The blood of 2,589 COVID-19 patients hospitalized at NYU Langone’s Tisch Hospital in Manhattan between March 2020 and March 2021 was analyzed for the study, published Wednesday in The Journal of Infectious Diseases.

Anti-inflammatory molecules are key, because “excessive inflammation is probably the most important feature of severe COVID that is causing people to do poorly,” Abramson said.

Inflammation is part of the immune system’s response to COVID-19. The virus “activates cells that are ordinarily there to protect you,” Abramson said.

“But when you get what's called hyper-inflammation, the cells overreact to the virus,” he said.

Inflammatory molecules released by cells cause damage to tissues and can, for example, cause lungs to fail, he said.

“If we can control the inflammation, we can control the disease,” said Mukundan Attur, a co-lead investigator of the study and an associate professor of medicine at the NYU Langone Grossman School of Medicine who, like Abramson, is a rheumatologist. Previous research by Attur and Abramson showed the gene variant can reduce symptoms of rheumatoid arthritis and osteoarthritis.

“If we can control the inflammation, we can control the...

“If we can control the inflammation, we can control the disease," said Mukundan Attur, a co-lead investigator in the study. Credit: NYU Langone Health

The rs419598 gene variant “helps dampen the damage caused by the inflammation …,” Abramson said. “If you have this gene, you make more of [an] anti-inflammatory protein.”

Previous studies also have found links between genes and COVID-19 severity. One study published in July in the journal Nature found that another gene variant was about twice as common in people who had COVID-19 without symptoms than in those who had COVID-19 with symptoms.
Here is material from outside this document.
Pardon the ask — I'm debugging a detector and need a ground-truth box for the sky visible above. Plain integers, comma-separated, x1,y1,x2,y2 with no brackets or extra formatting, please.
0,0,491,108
Another study, from 2022, published in Cell Systems, found more than 1,000 genes associated with people who had severe COVID-19 disease.

The gene variant is present only in about 7% to 8% of people, and in fewer than 1% of those with African ancestry, researchers said. 

But the study’s findings could help provide a road map to helping others with acute COVID-19 and people with long COVID, which are the long-term effects of the virus, Abramson said.

In addition to identifying the protective role of rs419598, the study also shows there should be more focus in research on better regulating the activation of a series of signals — called “pathways ‘’ — that tell cells to produce inflammatory molecules, he said. Tamping down those signals could reduce the severity of COVID-19, he said.

Mark Heise, a professor of genetics, microbiology and immunology at the University of North Carolina at Chapel Hill, who was not involved with the new study, said the new research helps scientists better understand those pathways. Other studies also have found associations between the pathways and the severity of COVID-19 disease, he said.

“The better we understand those pathways, the more targeted we can be with interventions,” he said.

Steroids like dexamethasone have helped reduce inflammation in COVID-19 patients, he said. But more targeted therapy could be more effective, he said.

“If we could tailor the therapy to be even more specific, it has potential benefits from a clinical standpoint" in blocking the harmful aspects of inflammation while maintaining the positive ones, Heise said. “So that would be what I would view as a long-term goal of these sorts of studies.”

Abramson and Attur currently are researching whether the gene variant influences whether someone has long COVID, and the severity of long COVID. They’ve already found that although many long COVID patients have chronic inflammation, “their blood is less inflamed when they have the gene” rs419598, Abramson said.

Researchers are still analyzing data on whether long COVID in those with the variant is less severe or less long-lasting, he said.